Osgood-Schlatter Disease:

This is the growth injury in front and top of the shin bone just beneath the patella. It takes place in the location where the tendon from the knee cap inserts into the shin bone. The attachment of the tendon can become inflamed, painful along with a smaller hard lump can appear. This is commonly quite painful on physical activity and especially when ascending stairs. The treatment of Osgood-Schlatter Disease is generally using a decrease in exercise to within pain degrees as well as the use of ice following physical activity to assist with the discomfort. Stretches and also strengthening exercises are frequently done.

Severs Disease:

This is a problem to the growth plate region at the rear of the calcaneus bone which is more appropriately called calcaneal apophysitis.

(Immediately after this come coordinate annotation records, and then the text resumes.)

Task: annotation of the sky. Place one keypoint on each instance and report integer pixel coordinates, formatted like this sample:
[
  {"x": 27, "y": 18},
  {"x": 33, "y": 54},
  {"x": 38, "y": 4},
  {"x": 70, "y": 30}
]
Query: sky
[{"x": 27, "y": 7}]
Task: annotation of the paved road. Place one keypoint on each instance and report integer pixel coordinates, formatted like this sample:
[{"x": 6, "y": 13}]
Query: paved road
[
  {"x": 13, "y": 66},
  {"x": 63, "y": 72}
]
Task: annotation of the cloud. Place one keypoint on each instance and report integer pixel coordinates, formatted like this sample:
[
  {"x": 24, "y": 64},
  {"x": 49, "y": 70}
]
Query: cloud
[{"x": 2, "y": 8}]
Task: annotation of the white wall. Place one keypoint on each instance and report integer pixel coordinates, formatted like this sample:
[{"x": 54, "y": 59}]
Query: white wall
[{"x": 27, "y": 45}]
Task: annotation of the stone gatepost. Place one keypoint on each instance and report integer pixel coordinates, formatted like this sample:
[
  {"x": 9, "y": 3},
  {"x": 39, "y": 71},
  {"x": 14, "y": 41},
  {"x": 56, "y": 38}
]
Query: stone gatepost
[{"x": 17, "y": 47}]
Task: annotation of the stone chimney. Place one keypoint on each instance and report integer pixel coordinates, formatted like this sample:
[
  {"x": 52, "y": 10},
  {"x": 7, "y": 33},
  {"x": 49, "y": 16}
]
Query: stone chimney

The symptoms of Severs is discomfort at the back and edges of the heel bone, specifically if you squeeze the heel bone from the sides. It is usually far more uncomfortable following physical activity. The most effective way to manage Severs disease is always to reduce physical activity levels to tolerable levels, use ice following physical activity.

Kohlers Disease:

This is a condition of the developing navicular bone in the foot with the pain being usually experienced at the top of the foot, just in front of the ankle joint. This usually impacts younger children. A characteristic signal of Kohler’s Disease is the fact that on x-ray the navicular bone is quite slender. This is nastier than the other types of growth problems and might have permanent implications, so these are generally put in a walking cast to immobilize the injured bone.